Cachoeira, 31 de julho de 2020

quinta-feira, 23 de julho de 2020

Luto de classes


Nas pandemias, como no cotidiano: ricos sobrevivem, pobres são enterrados.
Nas crises econômicas, como no cotidiano: ricos sobrevivem, pobres são enterrados.
Nas pandemias, como no cotidiano: quem tem privilégios se resguarda, pobres são enterrados.
Pandemias não são guerras: essa é só uma metáfora abusiva e gasta.
Nas guerras, como no cotidiano: ricos sobrevivem, pobres são enterrados.
Nas guerras, nas pandemias, no cotidiano: ricos sobrevivem, pobres são enterrados.
No fascismo, como no cotidiano: ricos sobrevivem, pobres são enterrados.
Amanhã nos noticiários teremos tudo junto e misturado:
Pandemia, crise, fascismo e guerra,
como no cotidiano:
Ricos seguirão sobrevivendo.
Pobres seguirão sendo enterrados.

nuno g.
Cachoeira, 23 de julho de 2020.

sábado, 18 de julho de 2020

Teoria de um casarão do século XIX – sem nostalgia.
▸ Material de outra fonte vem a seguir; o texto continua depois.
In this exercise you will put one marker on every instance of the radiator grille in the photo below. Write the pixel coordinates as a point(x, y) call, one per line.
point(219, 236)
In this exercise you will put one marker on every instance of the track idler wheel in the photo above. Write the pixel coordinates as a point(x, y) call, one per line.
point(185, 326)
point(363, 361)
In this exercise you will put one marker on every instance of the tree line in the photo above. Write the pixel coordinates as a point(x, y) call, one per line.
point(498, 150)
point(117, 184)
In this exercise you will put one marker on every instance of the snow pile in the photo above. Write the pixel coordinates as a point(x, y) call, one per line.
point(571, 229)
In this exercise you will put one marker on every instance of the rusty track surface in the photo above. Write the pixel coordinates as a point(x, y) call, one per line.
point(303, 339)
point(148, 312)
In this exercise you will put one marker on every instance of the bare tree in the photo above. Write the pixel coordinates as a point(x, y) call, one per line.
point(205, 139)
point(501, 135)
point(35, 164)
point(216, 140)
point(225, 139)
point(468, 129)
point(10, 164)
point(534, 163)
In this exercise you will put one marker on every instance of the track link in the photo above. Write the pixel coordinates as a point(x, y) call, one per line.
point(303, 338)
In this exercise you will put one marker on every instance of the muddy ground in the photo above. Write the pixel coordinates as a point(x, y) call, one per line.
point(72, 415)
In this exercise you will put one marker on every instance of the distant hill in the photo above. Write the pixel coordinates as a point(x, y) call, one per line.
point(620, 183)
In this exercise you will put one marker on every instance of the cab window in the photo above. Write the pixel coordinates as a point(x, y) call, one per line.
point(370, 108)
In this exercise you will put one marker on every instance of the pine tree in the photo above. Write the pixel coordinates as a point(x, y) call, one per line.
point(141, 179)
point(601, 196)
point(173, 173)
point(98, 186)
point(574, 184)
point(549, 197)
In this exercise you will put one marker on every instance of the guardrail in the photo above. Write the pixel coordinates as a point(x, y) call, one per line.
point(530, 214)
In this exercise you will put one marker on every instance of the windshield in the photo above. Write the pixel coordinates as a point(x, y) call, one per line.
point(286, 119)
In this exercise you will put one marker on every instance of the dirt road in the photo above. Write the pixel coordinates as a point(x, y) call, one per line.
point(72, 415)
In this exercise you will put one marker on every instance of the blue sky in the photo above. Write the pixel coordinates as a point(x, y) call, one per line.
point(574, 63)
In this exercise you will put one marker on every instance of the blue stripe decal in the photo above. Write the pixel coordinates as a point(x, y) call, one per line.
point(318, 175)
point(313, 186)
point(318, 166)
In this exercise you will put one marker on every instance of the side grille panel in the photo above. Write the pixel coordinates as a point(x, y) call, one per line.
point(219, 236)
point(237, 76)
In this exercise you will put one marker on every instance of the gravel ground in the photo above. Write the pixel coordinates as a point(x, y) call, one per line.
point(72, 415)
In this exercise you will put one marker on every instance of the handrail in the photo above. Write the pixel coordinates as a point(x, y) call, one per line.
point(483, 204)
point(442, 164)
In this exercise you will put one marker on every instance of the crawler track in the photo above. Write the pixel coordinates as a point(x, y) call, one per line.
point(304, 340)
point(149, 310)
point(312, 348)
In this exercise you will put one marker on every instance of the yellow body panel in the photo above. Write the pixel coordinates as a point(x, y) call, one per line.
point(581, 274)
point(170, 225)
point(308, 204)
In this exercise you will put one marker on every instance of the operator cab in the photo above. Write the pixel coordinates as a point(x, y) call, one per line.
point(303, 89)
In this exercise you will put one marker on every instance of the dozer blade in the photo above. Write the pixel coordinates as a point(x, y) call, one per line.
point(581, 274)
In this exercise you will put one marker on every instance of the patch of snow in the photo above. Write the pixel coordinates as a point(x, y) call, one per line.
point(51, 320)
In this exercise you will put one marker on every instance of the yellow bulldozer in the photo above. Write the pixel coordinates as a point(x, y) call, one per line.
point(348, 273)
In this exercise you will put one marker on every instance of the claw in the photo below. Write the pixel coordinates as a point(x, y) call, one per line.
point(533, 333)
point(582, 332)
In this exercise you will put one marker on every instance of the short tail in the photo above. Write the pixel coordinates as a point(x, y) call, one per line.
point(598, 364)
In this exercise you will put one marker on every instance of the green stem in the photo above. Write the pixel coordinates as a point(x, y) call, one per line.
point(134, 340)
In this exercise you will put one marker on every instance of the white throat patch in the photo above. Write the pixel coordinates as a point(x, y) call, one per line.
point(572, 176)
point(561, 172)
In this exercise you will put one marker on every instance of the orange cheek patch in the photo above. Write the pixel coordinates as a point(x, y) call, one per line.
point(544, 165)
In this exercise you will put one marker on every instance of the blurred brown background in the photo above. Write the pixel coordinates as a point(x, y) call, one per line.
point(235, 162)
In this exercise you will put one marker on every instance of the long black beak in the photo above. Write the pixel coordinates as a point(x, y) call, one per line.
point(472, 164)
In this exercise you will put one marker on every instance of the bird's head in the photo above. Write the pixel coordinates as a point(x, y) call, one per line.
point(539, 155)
o banzo é uma transcendência diante dos traumas seculares
Davi Nunes

Ela lê os livros que a descobrem.
Ela lê os livros que a revelam.
Ela se lê nos livros que lhe dizem sobre não perder tempo.
Nem tudo é esquecimento.
Nem tudo é árvore.
Ela sente no corpo as sílabas que lhe pronunciam.
Ela sabe não haver mais salvação.
Ela sente na língua o sal do atlântico.
Ela se corrói, se revira e salta.
Ela vai se geografando savana – aqui não.
Ela vai, ainda que sem bússola, revisitando os fichamentos que lhe servem de mapa.
Ela é mais que ela.
Ela é ela e sua linhagem.
Ela está junta a seus ancestrais.
Nua, ouvindo jazz, ilhada.
Ela sabe que lá fora existe uma arma apontada desejando sua cabeça.
Ela sabe que lá fora existe um falo apontado desejando seu desejo.
Ela sabe que na solidão deste quarto respira uma saída.
Ela desarma a armadilha e corta os pulsos.
Ela é sua única herança.
E a cada página a miséria fica para trás.

nuno g.

quarta-feira, 8 de julho de 2020

Lá, por Ayla Andrade

Saudade eu sinto de nada. Saudade nem da palavra saudade. Não tenho saudade de pessoas. Nem gosto de pessoas. Nem de cartas.
Saudade eu tenho de outro tempo que eu sabia que não era feliz, mas achava que era. Achar que era feliz era a minha máxima. Era pelo menos real. A certeza de não ser feliz e permanecer achando.
Como aquele dia na praia, no sempre-verão da cidade, dias a fio arranjando como chegar no mar e de lá nunca mais sair.
Nunca mais sair é a nova regra do viver e de permanecer vivo. Permanecer por causa das pessoas de quem nem sou fã.
Fico em casa por mim mesma. Eu, a rede e esse trabalho incessante e desnecessário que me arranjaram mas que me garante o sustento.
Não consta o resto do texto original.